Das Beste kam zum Schluss: Die Bremer Philharmoniker und Dirigent Hossein Pishkar füllten die Glocke voll und ganz mit "Petruschka". Dabei kreierten sie eine Atmosphäre, die von permanenten Kippmomenten geprägt war – ganz so, wie Igor Strawinsky (1882-1971), der die collagenhafte Ballettmusik rund um drei zum Leben erweckte Puppen 1911 komponierte, sich das wohl gedacht haben wird. "Petruschka" erwies sich dabei als ebenso soghaft wie der zwei Jahre später komponierte "Le Sacre du Printemps"; Strawinskys großes Skandalballett.
Der junge iranische Dirigent Hossein Pishkar mutete dem Orchester einen Kraftakt zu, um die tragische Geschichte vom außer Rand und Band geratenen, unglücklichen Hampelmann Petruschka, von der Ballerina und von seinem Widersacher, dem Mohren, zu erzählen. Er setzte von Beginn an auf äußerst präzise Phrasierungen in allen Instrumentengruppen und eine beinahe schneidende Rhythmik, was die Brüche zwischen den einzelnen Szenen, den Figuren und den vielen sich überlagernden und einander ablösenden musikalischen Motiven umso stärker verdeutlichte.
Kaum hatte sich das Ohr also an die verstolperte Tanzmelodie des Jahrmarktstreibens gewöhnt, ließ Pishkar knappe disharmonische Phrasen die Lyrik beiseite räumen. Die poetische Querflötenmelodie (wunderbar: Hélène Freyburger) fand sich vom Lauern der Holzbläser und Streicher bedroht; das forsche Trompetenmotiv der Ballerina (stark: Roman Lemmel) wurde konterkariert vom durch einen dumpfen ostinaten Rhythmus charakterisierten Mohren.
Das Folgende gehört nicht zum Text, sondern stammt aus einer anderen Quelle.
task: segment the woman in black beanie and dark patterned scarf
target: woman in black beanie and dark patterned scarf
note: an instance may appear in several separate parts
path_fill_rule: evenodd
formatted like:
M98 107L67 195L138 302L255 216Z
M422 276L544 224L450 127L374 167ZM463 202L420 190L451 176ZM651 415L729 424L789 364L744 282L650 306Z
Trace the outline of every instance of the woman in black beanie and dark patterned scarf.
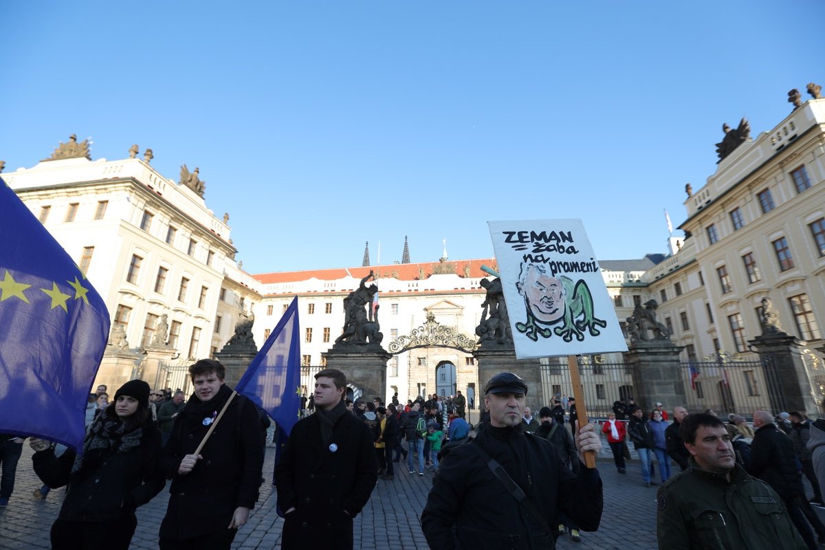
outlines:
M54 550L128 550L138 520L134 510L163 489L155 463L161 452L158 425L148 410L149 386L130 380L92 421L79 454L60 457L45 440L32 439L35 473L51 488L68 485L51 529Z

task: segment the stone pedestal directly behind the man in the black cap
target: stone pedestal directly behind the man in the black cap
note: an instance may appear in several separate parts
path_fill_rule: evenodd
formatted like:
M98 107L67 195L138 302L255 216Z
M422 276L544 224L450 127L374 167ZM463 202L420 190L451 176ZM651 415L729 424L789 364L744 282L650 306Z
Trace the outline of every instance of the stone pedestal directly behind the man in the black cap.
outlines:
M527 383L527 406L538 414L540 407L547 405L544 387L541 383L541 362L537 359L516 360L516 350L512 344L498 344L495 341L483 341L473 352L479 365L479 386L476 388L476 407L481 407L484 400L484 385L498 373L511 372L524 378Z

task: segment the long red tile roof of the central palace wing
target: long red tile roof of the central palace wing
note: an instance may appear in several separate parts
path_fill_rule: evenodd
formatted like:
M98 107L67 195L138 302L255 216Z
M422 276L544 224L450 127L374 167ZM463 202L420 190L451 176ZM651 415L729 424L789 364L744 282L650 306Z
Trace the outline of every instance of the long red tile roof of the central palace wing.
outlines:
M488 266L493 270L497 269L495 258L482 258L480 260L456 260L447 261L447 263L455 266L455 274L461 277L464 276L464 267L466 266L469 266L469 276L471 278L490 276L488 273L481 270L481 266ZM396 276L398 280L418 280L419 267L424 270L424 279L427 279L427 277L432 274L433 269L438 265L439 262L437 261L425 261L415 264L389 264L388 266L359 266L329 270L281 271L280 273L261 273L258 275L252 275L252 277L261 281L263 284L294 283L312 278L318 280L343 279L347 276L347 271L349 271L349 275L352 275L356 279L362 279L366 275L369 275L370 270L374 270L375 276L378 279Z

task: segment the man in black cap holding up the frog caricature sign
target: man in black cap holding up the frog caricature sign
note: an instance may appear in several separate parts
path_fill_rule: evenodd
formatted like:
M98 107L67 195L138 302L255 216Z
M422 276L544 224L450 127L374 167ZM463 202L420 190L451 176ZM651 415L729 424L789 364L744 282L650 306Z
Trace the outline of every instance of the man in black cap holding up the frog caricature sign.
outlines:
M525 381L497 374L484 393L490 424L444 457L427 497L421 523L430 548L554 548L555 530L549 524L559 511L582 529L596 530L602 507L599 472L580 464L574 475L552 444L521 431ZM585 451L601 449L592 425L579 430L577 447L582 461ZM529 505L516 501L506 481L488 466L490 458L497 461L497 472L506 472L521 487Z

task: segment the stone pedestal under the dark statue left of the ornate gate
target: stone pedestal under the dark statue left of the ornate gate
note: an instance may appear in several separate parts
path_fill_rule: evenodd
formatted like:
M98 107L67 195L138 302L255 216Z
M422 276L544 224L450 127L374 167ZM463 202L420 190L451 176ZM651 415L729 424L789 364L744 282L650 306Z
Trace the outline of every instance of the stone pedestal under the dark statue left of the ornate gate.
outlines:
M376 396L382 402L392 399L392 393L387 395L387 362L393 355L379 344L336 344L321 355L328 368L342 371L348 383L361 388L365 400Z

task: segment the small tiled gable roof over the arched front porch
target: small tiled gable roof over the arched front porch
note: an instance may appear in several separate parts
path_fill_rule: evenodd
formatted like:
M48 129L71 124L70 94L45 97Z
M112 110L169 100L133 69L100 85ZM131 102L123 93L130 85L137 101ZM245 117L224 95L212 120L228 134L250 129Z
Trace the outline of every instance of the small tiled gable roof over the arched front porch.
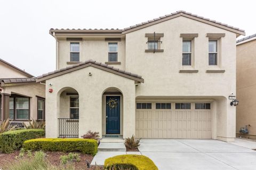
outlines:
M90 65L88 65L88 64L90 64ZM134 77L135 79L139 80L140 82L144 82L142 76L140 76L140 75L133 74L132 72L121 70L119 68L115 68L113 66L109 66L105 63L97 62L97 61L94 61L94 60L87 60L87 61L81 62L79 64L74 64L73 66L69 66L69 67L66 67L66 68L59 69L59 70L51 71L51 72L48 72L47 74L43 74L41 76L38 76L37 79L42 79L44 77L51 76L51 75L54 75L54 74L57 74L57 73L63 72L63 71L65 71L65 73L67 73L67 72L69 72L68 70L70 70L70 72L71 72L71 71L73 71L72 69L74 69L74 68L77 68L77 69L79 69L79 67L84 68L82 66L87 66L87 65L88 66L93 66L93 67L100 66L100 67L97 67L97 68L100 68L100 69L101 69L101 67L106 68L105 69L106 71L111 70L111 72L113 72L113 73L119 73L121 75L123 74L123 75L126 75L126 76L130 76L130 78ZM40 81L40 80L38 80L38 81Z

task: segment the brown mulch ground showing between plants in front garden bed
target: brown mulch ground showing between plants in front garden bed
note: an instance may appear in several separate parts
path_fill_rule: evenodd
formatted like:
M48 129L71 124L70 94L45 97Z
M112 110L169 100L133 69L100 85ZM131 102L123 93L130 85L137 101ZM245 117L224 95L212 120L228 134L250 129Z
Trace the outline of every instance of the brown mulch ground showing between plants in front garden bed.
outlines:
M65 153L65 152L45 152L45 153L46 153L46 159L50 161L52 165L55 165L55 166L61 165L60 163L61 155L68 155L68 153ZM17 161L17 158L15 157L17 157L18 155L19 155L19 151L15 151L14 153L9 153L9 154L0 153L0 169L1 168L3 170L8 169L7 167L10 163L15 163L15 161ZM79 162L74 161L73 163L70 163L70 164L73 164L76 169L94 170L94 166L91 166L91 168L87 168L87 163L86 163L86 160L89 161L89 163L91 163L93 156L83 154L83 153L79 153L79 155L80 155L81 161ZM19 159L24 159L24 158L27 158L27 156ZM100 169L103 169L103 168L100 167Z

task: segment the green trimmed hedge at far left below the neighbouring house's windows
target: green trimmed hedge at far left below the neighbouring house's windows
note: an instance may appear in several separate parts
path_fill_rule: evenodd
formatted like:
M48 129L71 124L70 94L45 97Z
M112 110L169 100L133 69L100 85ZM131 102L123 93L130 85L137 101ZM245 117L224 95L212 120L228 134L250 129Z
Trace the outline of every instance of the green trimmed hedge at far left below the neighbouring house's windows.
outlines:
M23 142L29 139L43 137L43 129L20 129L0 134L0 150L4 153L11 153L22 147Z

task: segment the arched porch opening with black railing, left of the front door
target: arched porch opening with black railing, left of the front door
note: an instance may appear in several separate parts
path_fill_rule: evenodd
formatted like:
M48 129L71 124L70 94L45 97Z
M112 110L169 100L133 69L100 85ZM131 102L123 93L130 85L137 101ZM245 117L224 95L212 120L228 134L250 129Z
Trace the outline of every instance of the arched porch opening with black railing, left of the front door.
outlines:
M62 88L58 92L58 124L59 137L79 137L79 94L71 87Z

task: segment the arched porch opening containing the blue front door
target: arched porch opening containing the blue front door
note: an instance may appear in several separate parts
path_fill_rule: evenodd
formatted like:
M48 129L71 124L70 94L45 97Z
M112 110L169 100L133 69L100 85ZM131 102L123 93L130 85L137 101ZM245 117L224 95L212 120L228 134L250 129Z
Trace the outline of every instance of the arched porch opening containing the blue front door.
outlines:
M123 134L123 94L116 87L102 94L102 132L105 135Z

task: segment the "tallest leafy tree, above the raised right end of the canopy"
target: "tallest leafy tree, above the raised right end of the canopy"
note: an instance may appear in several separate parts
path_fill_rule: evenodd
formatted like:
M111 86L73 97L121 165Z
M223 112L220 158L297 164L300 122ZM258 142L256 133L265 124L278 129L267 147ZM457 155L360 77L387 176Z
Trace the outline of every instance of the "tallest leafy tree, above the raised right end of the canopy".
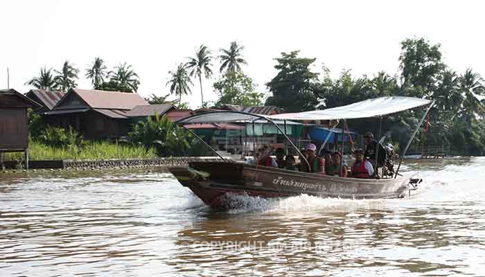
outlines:
M439 73L445 69L441 62L440 44L430 45L424 38L405 39L399 56L403 87L414 87L409 93L416 97L429 96Z

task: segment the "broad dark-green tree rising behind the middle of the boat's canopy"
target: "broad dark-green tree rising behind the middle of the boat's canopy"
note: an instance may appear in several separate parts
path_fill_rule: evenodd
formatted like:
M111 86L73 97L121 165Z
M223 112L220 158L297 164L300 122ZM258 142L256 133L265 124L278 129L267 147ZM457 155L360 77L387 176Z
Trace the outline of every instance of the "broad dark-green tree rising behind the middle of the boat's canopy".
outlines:
M318 73L310 71L315 58L298 57L299 51L281 53L276 58L276 76L267 83L272 96L266 105L275 105L286 111L308 111L315 109L317 95L321 93Z

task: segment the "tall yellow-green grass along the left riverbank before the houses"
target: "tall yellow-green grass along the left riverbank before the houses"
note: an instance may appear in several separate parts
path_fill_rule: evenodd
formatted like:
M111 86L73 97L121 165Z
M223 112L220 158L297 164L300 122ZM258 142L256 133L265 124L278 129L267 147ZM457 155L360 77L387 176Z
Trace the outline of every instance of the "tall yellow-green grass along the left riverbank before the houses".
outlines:
M107 141L88 141L82 146L68 145L57 148L29 140L28 152L31 161L157 158L154 148L147 149L143 145L116 145ZM23 161L24 153L6 153L5 158L6 161Z

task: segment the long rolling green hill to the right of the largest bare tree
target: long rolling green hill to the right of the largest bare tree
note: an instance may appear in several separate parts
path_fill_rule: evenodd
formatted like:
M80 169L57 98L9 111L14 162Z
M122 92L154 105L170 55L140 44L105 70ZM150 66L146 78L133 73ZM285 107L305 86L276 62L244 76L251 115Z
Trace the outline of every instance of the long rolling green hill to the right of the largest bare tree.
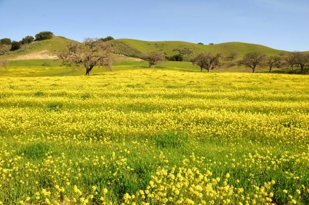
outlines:
M284 50L277 50L264 45L243 42L226 42L213 45L184 41L143 41L135 39L116 39L110 42L116 53L133 57L138 57L152 50L160 50L166 56L182 54L187 59L194 57L200 52L221 53L223 56L228 56L231 52L237 52L237 59L250 52L261 52L268 56L279 55L285 52Z

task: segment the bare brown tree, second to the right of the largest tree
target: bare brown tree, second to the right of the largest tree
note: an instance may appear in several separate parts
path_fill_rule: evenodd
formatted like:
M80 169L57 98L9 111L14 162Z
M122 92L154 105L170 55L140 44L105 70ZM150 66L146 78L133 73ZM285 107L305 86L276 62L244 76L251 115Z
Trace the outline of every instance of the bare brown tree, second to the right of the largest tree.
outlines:
M212 69L219 65L220 57L221 54L200 53L192 60L192 63L199 66L200 72L205 69L210 73Z

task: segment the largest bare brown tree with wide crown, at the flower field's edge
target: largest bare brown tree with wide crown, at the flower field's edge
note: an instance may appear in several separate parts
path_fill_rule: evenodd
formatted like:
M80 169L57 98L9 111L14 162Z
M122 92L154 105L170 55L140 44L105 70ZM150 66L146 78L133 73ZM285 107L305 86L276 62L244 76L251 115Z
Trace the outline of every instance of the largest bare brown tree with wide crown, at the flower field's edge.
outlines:
M65 63L84 66L89 75L94 66L112 68L113 49L110 44L97 39L86 38L83 43L72 42L58 55Z

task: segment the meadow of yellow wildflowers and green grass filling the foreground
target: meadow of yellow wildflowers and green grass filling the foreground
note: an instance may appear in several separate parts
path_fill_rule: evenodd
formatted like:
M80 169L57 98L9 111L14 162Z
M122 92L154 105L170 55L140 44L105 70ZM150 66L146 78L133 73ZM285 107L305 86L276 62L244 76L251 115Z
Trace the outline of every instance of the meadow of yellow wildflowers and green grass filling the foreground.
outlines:
M309 76L118 66L4 70L0 204L309 203Z

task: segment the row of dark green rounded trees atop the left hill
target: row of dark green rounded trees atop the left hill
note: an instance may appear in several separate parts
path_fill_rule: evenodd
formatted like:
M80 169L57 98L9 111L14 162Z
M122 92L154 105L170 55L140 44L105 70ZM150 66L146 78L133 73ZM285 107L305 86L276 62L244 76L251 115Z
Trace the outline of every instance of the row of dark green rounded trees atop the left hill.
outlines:
M50 31L42 31L35 34L35 38L33 36L26 36L22 38L20 41L11 40L10 38L2 38L0 39L0 55L4 55L5 53L14 50L18 50L22 48L23 45L27 45L31 42L50 39L54 36L53 32Z

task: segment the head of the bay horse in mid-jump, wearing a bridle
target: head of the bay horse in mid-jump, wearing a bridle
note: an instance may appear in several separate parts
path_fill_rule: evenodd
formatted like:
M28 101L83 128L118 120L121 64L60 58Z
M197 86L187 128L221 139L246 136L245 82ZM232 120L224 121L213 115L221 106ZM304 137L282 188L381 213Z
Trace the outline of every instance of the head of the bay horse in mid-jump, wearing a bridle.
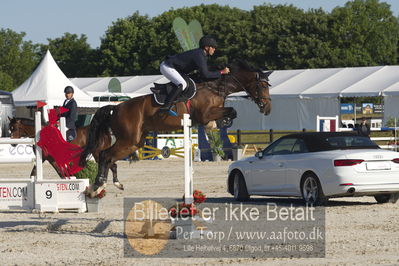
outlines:
M259 111L270 114L272 99L269 94L269 76L273 71L263 72L249 64L240 61L232 67L231 76L238 85L240 91L244 90L258 105Z

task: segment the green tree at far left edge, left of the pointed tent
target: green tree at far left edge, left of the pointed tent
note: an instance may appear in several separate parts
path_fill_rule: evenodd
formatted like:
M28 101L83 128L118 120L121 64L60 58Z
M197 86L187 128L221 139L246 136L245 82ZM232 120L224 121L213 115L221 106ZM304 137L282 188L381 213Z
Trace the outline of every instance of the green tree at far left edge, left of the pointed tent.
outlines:
M25 33L0 29L0 86L12 91L24 82L37 65L37 47L24 41Z

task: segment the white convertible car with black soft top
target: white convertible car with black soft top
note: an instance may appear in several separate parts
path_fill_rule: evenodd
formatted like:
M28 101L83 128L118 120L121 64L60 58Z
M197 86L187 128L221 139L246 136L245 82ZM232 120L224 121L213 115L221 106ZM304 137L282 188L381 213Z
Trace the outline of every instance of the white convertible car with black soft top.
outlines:
M396 202L399 153L353 132L290 134L232 163L227 191L239 201L264 195L303 197L309 204L347 196Z

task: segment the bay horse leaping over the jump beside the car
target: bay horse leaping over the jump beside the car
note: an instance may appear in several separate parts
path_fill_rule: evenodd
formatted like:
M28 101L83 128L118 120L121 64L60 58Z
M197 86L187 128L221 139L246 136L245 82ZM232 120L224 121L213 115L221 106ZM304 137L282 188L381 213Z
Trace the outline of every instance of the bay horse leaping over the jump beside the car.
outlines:
M181 129L184 113L190 114L193 125L206 125L210 121L225 118L234 119L237 113L232 107L224 107L225 99L232 93L245 91L260 112L268 115L272 107L268 77L272 71L264 73L243 61L232 65L230 69L231 73L220 79L197 83L197 93L190 100L190 107L184 102L176 103L177 116L159 112L160 105L154 101L152 94L98 109L90 123L87 145L81 153L80 164L84 165L87 156L99 150L99 129L112 130L116 142L100 152L98 174L94 185L89 188L89 196L95 197L105 188L111 165L143 147L149 131Z

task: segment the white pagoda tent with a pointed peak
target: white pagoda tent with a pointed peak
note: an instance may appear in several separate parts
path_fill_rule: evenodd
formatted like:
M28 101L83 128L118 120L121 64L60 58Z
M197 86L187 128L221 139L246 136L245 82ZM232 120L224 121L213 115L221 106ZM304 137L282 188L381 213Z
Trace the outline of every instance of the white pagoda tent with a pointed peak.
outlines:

Das war großes, beinahe hypnotisches Klang-Kino, und das Publikum belohnte Orchester und Dirigenten mit lang anhaltendem Applaus.
Vortritt für den Jazz
Vor der Pause hatten die Philharmoniker in ihrem "Inspiration" überschriebenen Konzert den Cellisten Eckart Runge zu Gast, mit dem sie das dreisätzige "Konzert für Violoncello und Orchester Nr. 1" des russischen Komponisten Nikolai Kapustin (1937-2020) interpretierten. Ein Werk, in dem es, ähnlich wie bei Strawinsky, darum ging, die Konventionen einer klassisch angelegten Komposition durch neue Elemente aufzubrechen. Kapustin lässt dabei dem Jazz den Vortritt, und auch dem Solisten, was bei Eckart Runge immer ein Glücksfall ist. Runge kannte Kapustin zudem, der Komponist hat dem Cellisten sogar die handschriftliche Partitur für das Cellokonzert anvertraut.
Von daher erlebte das Publikum einen leidenschaftlich das Werk sich zu eigen machenden Musiker, der dem Orchester von Anfang an knackig Phrasen vorgab, aber auch reagierte. Die Philharmoniker antworteten auf die lustvollen und virtuosen Improvisationen Runges ihrerseits mit musikalischen Fragestellungen, die vor allem von Bigband- und Cool-Jazz geprägt waren. Dabei kam die Ausführung inspirierender daher als das Werk selbst, das ab an wirkt, als habe Kapustin viele Zutaten in einen musikalischen Thermomix geworfen und geschaut, was dabei herauskam.
Begonnen hatte das sechste Philharmonische Konzert mit Joseph Haydns "Symphonie Nr. 70 D-Dur", bei der Orchester und Dirigent nur phasenweise überzeugen konnten, vor allem im variantenreichen ersten Satz. Über weite Strecken klang die Symphonie zu verhalten, manchmal gar schwerfällig angelegt. Auch die Abstimmung in den Streichern ließ manchmal zu wünschen übrig.